If you don't want to research this, I can easily patch it by adding the following code to DeviceManager_VK.cpp:

    if( !otherGPUs.empty() )
    {
--->        //FIXME: On integrated GPUs disable HiZ buffer to avoid device out of memory/lost errors
--->        r_useHierarchicalDepthBuffer.SetBool( false );

        m_VulkanPhysicalDevice = otherGPUs[0];
        return true;
    }

Please let me know what you want to do with this.

RobertBeckebans commented 1 week ago

Maybe we can add an enum to the device manager where we scan for Nvidia, AMD and Intel vendor devices and then have a cvar like in former times r_useIntelHacks wrapped around by #if defined(linux).

SRSaunders commented 1 week ago

I remember those old r_skipIntelWorkarounds cvars. However, they were used to influence the setting of booleans for feature availability (e.g. timer queries). In this case, the HiZ depth buffer feature is already controlled by the cvar r_useHierarchicalDepthBuffer. So using one cvar to set another seems over-complex unless there are other GPU-specific cases which I am not aware of at this point.

I would rather use conditional #if defined(linux, mac) logic combined with integrated GPU detection to directly control the r_useHierarchicalDepthBuffer cvar. Note my original suggestion above avoids both of these options and just disables it for iGPUs on all platforms. While required on linux and macos, I realize this might be unnecessary on Windows. However, in the past I have seen memory problems which cause crashes on linux be more general in nature, and while they don't crash on Windows there is indeed something wrong underneath. Linux can act like a "canary in the coal mine" for subtle issues. That's why I asked earlier if you want to look at this to see if you could see something wrong with mipmapgen (e.g. sync, memory, etc) that I have missed.

RobertBeckebans commented 6 days ago

I can look into the mipmap gen pass but it's pretty much just copied from the Donut framework and it does not trigger any validation errors so it is more likely we have a driver bug on Linux. Is it the same behaviour on macOS?

SRSaunders commented 5 days ago

Is it the same behaviour on macOS?

Yes, when running the master branch on Apple Silicon/arm64 (my M1 laptop), the HiZ buffer feature can cause an out-of-device-memory crash. It does not happen on my x86_64 machine with a discrete AMD 6600XT GPU. And I can't test using macOS with an Intel iGPU since my ancient Apple Intel laptop is too old and won't run the game - but that combo is mostly irrelevant these days in any case.

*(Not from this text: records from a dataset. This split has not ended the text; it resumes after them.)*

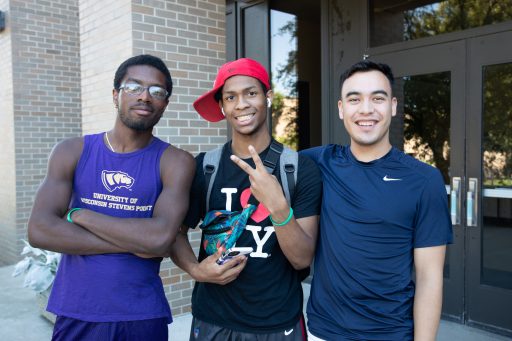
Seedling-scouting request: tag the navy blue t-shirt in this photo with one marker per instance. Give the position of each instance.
(373, 215)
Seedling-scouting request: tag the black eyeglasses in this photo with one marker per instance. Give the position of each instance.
(134, 89)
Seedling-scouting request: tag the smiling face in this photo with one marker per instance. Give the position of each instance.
(140, 112)
(245, 105)
(366, 108)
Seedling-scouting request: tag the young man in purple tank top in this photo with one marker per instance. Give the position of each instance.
(112, 203)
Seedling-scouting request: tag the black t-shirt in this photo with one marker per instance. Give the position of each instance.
(267, 296)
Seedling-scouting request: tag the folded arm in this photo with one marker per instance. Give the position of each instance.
(47, 229)
(150, 236)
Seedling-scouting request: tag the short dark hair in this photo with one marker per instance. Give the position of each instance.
(366, 66)
(218, 94)
(144, 59)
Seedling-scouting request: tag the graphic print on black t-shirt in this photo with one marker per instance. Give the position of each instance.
(268, 286)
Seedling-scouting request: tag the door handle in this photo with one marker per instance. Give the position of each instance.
(472, 202)
(455, 200)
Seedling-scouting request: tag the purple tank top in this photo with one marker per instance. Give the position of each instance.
(121, 286)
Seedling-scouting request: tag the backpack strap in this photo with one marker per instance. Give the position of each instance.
(288, 165)
(273, 155)
(210, 166)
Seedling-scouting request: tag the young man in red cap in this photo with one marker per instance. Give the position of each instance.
(258, 297)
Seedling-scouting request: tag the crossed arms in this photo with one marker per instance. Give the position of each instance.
(95, 233)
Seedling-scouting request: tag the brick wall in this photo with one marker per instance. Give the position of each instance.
(189, 36)
(58, 62)
(105, 42)
(45, 97)
(7, 157)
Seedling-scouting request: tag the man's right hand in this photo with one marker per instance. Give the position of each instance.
(209, 271)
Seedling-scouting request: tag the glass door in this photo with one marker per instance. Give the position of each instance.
(430, 126)
(489, 181)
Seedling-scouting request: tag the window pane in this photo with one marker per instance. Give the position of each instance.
(283, 33)
(497, 175)
(396, 21)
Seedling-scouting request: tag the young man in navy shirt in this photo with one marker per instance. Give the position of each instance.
(383, 213)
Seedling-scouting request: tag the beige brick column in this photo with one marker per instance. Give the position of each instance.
(8, 233)
(41, 89)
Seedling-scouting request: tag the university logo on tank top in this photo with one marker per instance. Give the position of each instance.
(113, 180)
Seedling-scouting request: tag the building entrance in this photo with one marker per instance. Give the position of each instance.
(455, 112)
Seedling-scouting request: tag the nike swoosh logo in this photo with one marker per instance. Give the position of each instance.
(385, 178)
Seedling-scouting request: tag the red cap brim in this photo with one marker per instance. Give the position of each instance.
(207, 106)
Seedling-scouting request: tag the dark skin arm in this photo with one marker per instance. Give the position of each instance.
(298, 237)
(46, 227)
(149, 236)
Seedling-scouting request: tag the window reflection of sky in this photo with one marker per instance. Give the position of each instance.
(280, 45)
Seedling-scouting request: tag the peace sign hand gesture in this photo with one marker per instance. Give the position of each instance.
(264, 186)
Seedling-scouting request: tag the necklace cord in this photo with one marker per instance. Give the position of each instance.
(108, 141)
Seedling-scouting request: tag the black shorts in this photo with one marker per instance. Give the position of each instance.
(203, 331)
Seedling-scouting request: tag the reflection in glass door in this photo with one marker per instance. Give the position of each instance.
(489, 164)
(497, 173)
(430, 126)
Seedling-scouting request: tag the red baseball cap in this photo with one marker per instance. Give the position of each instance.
(207, 106)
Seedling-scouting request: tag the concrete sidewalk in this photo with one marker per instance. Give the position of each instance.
(20, 319)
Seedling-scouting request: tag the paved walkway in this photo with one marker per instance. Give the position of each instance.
(20, 319)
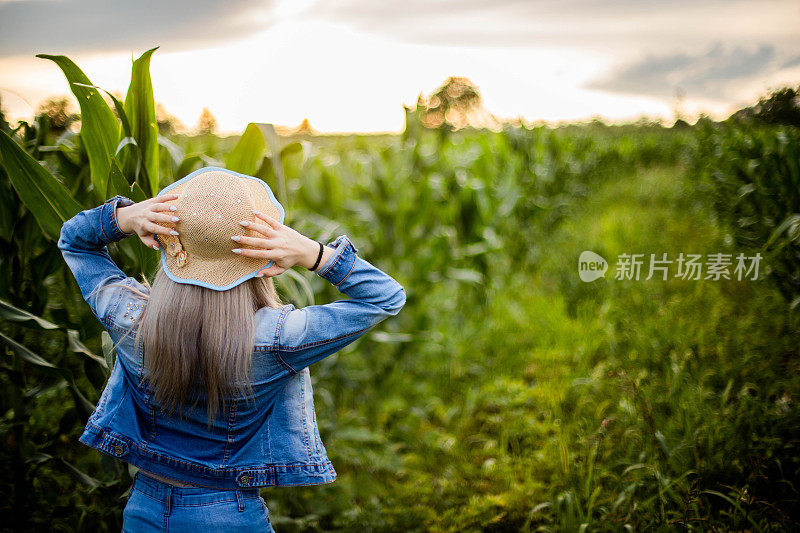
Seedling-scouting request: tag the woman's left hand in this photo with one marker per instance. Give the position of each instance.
(143, 217)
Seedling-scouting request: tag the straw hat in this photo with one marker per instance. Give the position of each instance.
(211, 203)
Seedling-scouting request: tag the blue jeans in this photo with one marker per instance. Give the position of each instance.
(157, 506)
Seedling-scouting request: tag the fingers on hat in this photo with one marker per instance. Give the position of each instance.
(257, 253)
(158, 217)
(163, 197)
(155, 229)
(261, 228)
(268, 219)
(163, 207)
(255, 241)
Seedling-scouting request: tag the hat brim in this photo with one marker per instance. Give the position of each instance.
(208, 273)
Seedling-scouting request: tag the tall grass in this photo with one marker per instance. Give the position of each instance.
(509, 395)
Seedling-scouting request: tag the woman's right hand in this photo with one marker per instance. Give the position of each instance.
(281, 244)
(143, 218)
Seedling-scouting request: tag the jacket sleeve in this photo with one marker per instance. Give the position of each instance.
(312, 333)
(83, 243)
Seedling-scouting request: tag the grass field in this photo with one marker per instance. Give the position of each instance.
(508, 395)
(649, 404)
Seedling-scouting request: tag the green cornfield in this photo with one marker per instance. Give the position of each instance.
(508, 395)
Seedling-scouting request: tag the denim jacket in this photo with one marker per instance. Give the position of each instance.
(269, 438)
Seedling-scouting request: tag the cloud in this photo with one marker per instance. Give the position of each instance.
(70, 26)
(792, 62)
(714, 74)
(656, 25)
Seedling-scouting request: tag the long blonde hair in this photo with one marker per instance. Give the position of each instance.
(198, 340)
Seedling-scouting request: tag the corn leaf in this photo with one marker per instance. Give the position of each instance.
(141, 112)
(45, 196)
(15, 314)
(247, 153)
(99, 127)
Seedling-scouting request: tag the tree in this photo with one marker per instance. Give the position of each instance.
(59, 111)
(167, 123)
(782, 106)
(207, 124)
(456, 103)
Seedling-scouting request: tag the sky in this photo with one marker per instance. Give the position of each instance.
(351, 65)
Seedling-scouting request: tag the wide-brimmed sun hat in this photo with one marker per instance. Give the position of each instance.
(210, 205)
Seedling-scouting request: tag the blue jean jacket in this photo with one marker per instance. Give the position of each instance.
(268, 439)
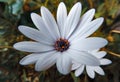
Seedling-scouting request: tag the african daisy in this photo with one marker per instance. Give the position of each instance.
(79, 68)
(63, 41)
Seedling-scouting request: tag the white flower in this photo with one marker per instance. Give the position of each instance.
(62, 41)
(79, 68)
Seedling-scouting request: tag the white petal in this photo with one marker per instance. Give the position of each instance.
(99, 54)
(37, 20)
(32, 46)
(85, 19)
(79, 71)
(50, 22)
(83, 57)
(30, 59)
(72, 19)
(92, 27)
(64, 64)
(90, 72)
(35, 35)
(99, 70)
(87, 44)
(46, 61)
(88, 29)
(61, 16)
(75, 66)
(105, 61)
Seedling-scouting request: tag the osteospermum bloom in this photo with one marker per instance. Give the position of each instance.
(62, 41)
(79, 68)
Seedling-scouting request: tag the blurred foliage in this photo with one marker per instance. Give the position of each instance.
(17, 12)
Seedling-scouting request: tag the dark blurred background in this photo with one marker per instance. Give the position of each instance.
(17, 12)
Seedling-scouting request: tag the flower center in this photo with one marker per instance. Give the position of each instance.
(61, 45)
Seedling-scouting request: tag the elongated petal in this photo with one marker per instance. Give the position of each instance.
(61, 16)
(46, 61)
(88, 29)
(105, 61)
(72, 19)
(32, 46)
(100, 54)
(64, 64)
(35, 35)
(85, 19)
(30, 59)
(83, 57)
(75, 65)
(88, 44)
(38, 21)
(50, 22)
(79, 71)
(99, 70)
(92, 27)
(90, 72)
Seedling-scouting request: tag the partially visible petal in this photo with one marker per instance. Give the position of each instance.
(32, 47)
(75, 66)
(83, 57)
(61, 16)
(90, 72)
(85, 19)
(64, 64)
(79, 71)
(30, 59)
(99, 70)
(88, 29)
(88, 44)
(50, 22)
(99, 54)
(46, 61)
(38, 22)
(105, 61)
(92, 27)
(72, 19)
(35, 35)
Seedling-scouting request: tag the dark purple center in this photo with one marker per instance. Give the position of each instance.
(61, 45)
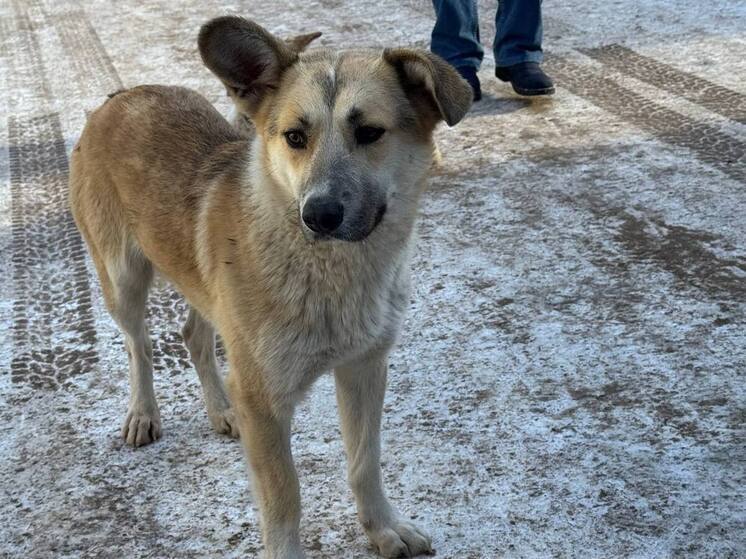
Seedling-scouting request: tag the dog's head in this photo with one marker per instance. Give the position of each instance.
(345, 136)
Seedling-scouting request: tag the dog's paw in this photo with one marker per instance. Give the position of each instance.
(224, 422)
(141, 428)
(400, 538)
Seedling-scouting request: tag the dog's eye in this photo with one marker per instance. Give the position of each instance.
(365, 135)
(296, 139)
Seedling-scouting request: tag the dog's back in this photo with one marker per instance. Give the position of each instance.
(145, 136)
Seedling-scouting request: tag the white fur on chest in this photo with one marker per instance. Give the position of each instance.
(332, 314)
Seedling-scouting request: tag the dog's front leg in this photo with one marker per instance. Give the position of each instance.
(360, 391)
(265, 435)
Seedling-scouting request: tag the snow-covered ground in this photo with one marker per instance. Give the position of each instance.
(571, 378)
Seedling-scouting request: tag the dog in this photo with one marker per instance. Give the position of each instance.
(292, 242)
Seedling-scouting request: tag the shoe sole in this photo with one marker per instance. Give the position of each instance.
(533, 92)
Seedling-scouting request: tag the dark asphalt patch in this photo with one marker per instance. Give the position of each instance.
(713, 97)
(708, 143)
(53, 330)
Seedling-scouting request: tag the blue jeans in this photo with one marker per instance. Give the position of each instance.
(517, 37)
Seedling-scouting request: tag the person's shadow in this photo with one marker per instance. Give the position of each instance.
(499, 104)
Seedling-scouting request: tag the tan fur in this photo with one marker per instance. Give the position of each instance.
(160, 182)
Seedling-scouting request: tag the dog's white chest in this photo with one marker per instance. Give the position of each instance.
(327, 328)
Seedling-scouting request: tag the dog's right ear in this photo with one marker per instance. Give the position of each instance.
(247, 58)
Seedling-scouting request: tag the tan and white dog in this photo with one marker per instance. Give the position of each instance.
(293, 244)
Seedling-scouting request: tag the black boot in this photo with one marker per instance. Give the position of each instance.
(470, 75)
(527, 78)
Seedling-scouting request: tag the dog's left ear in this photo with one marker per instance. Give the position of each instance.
(247, 58)
(422, 71)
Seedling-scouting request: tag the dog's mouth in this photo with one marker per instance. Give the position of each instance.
(347, 232)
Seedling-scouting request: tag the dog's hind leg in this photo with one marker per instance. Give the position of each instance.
(199, 337)
(130, 275)
(360, 391)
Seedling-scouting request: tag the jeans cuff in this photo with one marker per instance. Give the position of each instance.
(528, 56)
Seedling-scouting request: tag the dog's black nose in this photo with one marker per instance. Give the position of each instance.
(322, 214)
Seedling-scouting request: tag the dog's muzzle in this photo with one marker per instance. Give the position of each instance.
(322, 214)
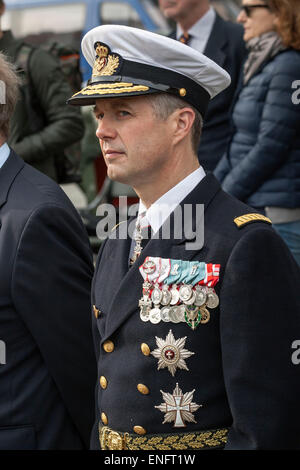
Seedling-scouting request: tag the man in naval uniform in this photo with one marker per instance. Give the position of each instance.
(193, 341)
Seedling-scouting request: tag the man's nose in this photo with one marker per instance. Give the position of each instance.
(105, 130)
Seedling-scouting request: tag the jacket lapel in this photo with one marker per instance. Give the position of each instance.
(127, 295)
(8, 172)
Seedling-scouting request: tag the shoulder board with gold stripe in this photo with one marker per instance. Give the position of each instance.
(250, 218)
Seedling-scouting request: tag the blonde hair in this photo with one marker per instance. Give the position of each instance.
(164, 104)
(288, 26)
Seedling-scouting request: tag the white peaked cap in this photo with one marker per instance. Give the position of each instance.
(130, 61)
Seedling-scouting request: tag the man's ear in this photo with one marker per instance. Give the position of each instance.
(185, 118)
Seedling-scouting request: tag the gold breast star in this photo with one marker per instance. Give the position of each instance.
(170, 353)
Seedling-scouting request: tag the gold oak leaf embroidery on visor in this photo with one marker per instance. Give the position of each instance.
(111, 88)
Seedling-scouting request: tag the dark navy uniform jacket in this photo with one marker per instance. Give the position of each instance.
(242, 370)
(47, 383)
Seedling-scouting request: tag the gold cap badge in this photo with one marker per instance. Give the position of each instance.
(106, 64)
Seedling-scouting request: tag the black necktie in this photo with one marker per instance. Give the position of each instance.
(143, 234)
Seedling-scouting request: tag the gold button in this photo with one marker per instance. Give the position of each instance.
(103, 382)
(108, 346)
(139, 430)
(104, 419)
(143, 389)
(145, 349)
(96, 311)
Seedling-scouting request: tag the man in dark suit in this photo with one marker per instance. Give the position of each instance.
(193, 336)
(199, 26)
(48, 375)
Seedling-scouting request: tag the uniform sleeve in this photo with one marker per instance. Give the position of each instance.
(96, 337)
(64, 124)
(51, 292)
(260, 319)
(277, 132)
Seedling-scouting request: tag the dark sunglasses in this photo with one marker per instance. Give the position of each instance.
(248, 8)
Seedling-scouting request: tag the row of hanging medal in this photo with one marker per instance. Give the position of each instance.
(178, 291)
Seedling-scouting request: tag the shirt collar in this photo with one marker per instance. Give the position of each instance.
(202, 27)
(4, 153)
(161, 209)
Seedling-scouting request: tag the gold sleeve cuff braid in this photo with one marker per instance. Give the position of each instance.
(208, 439)
(250, 218)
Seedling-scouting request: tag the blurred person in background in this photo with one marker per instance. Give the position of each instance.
(42, 126)
(47, 383)
(199, 26)
(262, 164)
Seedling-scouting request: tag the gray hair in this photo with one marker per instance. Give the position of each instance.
(164, 104)
(9, 93)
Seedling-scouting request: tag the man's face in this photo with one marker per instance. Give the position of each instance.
(136, 145)
(177, 9)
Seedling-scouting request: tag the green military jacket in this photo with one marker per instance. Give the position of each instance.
(63, 125)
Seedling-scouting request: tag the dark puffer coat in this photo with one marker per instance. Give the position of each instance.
(262, 164)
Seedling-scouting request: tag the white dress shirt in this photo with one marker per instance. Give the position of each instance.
(200, 31)
(4, 154)
(161, 209)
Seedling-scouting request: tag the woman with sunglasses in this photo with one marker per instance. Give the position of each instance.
(262, 163)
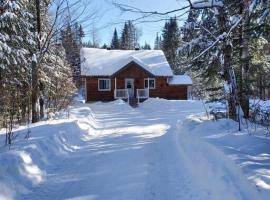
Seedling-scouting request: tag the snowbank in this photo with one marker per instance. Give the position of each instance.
(248, 149)
(24, 166)
(161, 150)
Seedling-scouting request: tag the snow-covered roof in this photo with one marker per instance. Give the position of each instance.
(103, 62)
(180, 80)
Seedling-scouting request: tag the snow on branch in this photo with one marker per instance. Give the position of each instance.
(219, 38)
(201, 4)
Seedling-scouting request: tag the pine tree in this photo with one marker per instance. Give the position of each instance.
(146, 46)
(115, 44)
(171, 42)
(125, 38)
(158, 42)
(130, 37)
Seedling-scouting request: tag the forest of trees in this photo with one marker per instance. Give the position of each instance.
(39, 66)
(223, 45)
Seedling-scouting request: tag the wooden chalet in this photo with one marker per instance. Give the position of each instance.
(131, 75)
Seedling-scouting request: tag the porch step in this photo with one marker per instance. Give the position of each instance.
(133, 102)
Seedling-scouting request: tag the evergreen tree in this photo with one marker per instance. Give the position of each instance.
(146, 46)
(125, 38)
(158, 42)
(171, 42)
(115, 44)
(71, 43)
(130, 37)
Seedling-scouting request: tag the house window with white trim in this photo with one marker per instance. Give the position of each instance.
(104, 84)
(152, 83)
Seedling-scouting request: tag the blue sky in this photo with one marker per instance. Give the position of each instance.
(110, 17)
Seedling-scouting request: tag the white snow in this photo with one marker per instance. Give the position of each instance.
(180, 80)
(160, 150)
(103, 62)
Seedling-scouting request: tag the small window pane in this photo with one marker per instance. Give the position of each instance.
(104, 84)
(151, 83)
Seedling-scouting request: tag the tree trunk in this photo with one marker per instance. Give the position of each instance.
(227, 68)
(245, 60)
(35, 78)
(35, 93)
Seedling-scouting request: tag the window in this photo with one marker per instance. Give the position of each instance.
(152, 83)
(104, 84)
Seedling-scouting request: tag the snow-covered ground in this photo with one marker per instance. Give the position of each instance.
(160, 150)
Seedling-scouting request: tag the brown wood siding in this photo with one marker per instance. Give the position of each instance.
(162, 89)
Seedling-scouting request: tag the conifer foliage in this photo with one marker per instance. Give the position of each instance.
(36, 78)
(171, 42)
(115, 44)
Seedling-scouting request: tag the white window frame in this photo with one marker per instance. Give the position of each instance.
(104, 79)
(152, 88)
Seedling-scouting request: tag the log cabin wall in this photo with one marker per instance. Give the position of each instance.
(133, 70)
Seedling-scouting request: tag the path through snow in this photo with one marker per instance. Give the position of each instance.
(121, 153)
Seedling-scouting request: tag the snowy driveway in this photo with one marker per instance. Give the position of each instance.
(120, 153)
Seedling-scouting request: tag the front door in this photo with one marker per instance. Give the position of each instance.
(129, 85)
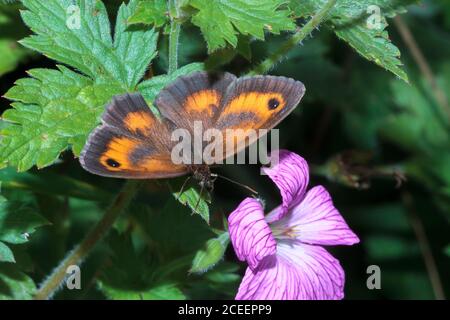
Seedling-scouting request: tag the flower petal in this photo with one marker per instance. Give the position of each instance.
(297, 272)
(291, 175)
(320, 275)
(272, 280)
(250, 234)
(315, 220)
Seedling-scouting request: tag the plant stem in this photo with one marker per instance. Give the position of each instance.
(49, 287)
(293, 41)
(174, 36)
(425, 248)
(81, 251)
(424, 67)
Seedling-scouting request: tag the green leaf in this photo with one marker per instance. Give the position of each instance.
(135, 47)
(6, 254)
(56, 109)
(222, 20)
(161, 292)
(10, 51)
(356, 23)
(88, 46)
(374, 45)
(208, 257)
(196, 200)
(18, 221)
(152, 12)
(150, 88)
(14, 284)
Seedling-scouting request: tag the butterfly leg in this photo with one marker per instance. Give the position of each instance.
(199, 196)
(182, 187)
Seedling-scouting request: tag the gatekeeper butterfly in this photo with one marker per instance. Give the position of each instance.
(134, 143)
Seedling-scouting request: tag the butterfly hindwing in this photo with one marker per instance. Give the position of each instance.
(130, 143)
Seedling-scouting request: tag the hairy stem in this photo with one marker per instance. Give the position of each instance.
(174, 36)
(81, 251)
(422, 62)
(425, 248)
(54, 281)
(293, 41)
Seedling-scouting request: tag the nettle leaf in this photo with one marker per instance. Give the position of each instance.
(161, 292)
(82, 39)
(196, 200)
(447, 250)
(374, 45)
(222, 20)
(150, 88)
(12, 54)
(152, 12)
(56, 109)
(213, 252)
(362, 25)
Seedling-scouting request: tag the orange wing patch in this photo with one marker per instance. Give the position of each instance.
(115, 158)
(139, 121)
(261, 104)
(203, 101)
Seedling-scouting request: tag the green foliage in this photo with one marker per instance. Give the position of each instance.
(357, 23)
(221, 20)
(17, 222)
(168, 245)
(12, 53)
(153, 12)
(213, 252)
(15, 284)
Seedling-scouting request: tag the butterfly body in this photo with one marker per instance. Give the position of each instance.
(134, 143)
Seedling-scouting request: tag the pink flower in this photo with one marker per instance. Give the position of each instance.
(284, 250)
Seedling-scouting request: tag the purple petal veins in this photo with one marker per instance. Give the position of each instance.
(250, 233)
(286, 260)
(315, 220)
(291, 175)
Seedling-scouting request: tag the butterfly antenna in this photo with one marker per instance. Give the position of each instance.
(183, 186)
(237, 183)
(199, 198)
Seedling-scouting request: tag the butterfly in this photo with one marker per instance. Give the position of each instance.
(134, 143)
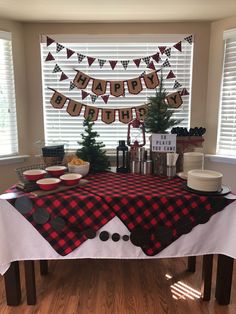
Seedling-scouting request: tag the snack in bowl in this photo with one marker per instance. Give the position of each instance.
(48, 184)
(56, 171)
(34, 174)
(70, 178)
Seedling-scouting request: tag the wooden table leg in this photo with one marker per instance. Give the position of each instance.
(43, 267)
(191, 264)
(207, 265)
(30, 282)
(12, 284)
(224, 279)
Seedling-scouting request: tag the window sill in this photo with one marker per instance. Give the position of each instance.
(13, 159)
(222, 159)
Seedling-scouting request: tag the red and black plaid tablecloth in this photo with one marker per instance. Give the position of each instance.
(157, 211)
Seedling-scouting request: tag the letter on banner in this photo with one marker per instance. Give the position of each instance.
(91, 112)
(117, 88)
(74, 108)
(81, 80)
(125, 115)
(58, 100)
(174, 100)
(99, 87)
(135, 85)
(151, 80)
(108, 115)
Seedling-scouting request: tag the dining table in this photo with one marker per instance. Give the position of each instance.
(117, 216)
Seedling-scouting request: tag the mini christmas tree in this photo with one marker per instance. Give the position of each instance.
(91, 150)
(158, 118)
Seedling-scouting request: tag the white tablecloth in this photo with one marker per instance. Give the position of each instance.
(19, 240)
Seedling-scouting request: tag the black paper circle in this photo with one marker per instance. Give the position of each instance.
(41, 216)
(104, 236)
(23, 204)
(139, 236)
(58, 223)
(115, 237)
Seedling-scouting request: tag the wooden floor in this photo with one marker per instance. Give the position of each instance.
(119, 287)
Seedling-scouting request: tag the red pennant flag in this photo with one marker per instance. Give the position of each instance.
(151, 66)
(137, 62)
(170, 75)
(162, 49)
(184, 92)
(84, 94)
(178, 46)
(49, 41)
(90, 60)
(63, 76)
(69, 53)
(105, 98)
(49, 57)
(113, 64)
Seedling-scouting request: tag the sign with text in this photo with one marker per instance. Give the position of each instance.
(164, 143)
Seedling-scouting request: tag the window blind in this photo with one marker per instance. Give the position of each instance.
(227, 118)
(62, 128)
(8, 126)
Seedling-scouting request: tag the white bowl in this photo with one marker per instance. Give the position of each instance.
(80, 169)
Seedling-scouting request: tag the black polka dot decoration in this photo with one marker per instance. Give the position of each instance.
(115, 237)
(139, 237)
(125, 237)
(58, 223)
(41, 216)
(104, 236)
(23, 204)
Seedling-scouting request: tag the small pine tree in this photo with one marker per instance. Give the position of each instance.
(158, 118)
(91, 150)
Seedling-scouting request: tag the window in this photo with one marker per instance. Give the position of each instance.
(227, 119)
(8, 126)
(62, 128)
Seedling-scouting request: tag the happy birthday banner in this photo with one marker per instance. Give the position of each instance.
(74, 108)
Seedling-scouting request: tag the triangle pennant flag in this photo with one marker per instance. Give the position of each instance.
(146, 60)
(125, 64)
(137, 62)
(162, 49)
(151, 66)
(90, 60)
(105, 98)
(189, 39)
(59, 47)
(49, 41)
(176, 85)
(166, 64)
(63, 76)
(168, 52)
(69, 53)
(170, 75)
(56, 69)
(184, 92)
(101, 62)
(80, 57)
(49, 57)
(113, 64)
(156, 57)
(178, 46)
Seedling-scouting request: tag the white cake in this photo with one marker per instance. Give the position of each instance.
(204, 180)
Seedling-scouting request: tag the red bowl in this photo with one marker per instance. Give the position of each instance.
(48, 184)
(34, 174)
(71, 178)
(56, 171)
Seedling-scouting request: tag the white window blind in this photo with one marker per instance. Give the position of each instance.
(227, 118)
(8, 127)
(62, 128)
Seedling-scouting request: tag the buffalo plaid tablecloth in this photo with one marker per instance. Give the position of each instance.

I am suspicious that this is not a driver bug since it happens in two different environments: linux and macOS. And a clue when running on macOS with Apple Silicon: when I enable either new SSAO or TAA or both, the crash does not appear with HiZ enabled on the master branch. When both new SSAO and TAA are disabled, the crash happens immediately with HiZ enabled. Without HiZ no crash occurs in any situation. That's what makes me suspicious about a compute shader resource or sync issue with HiZ enabled.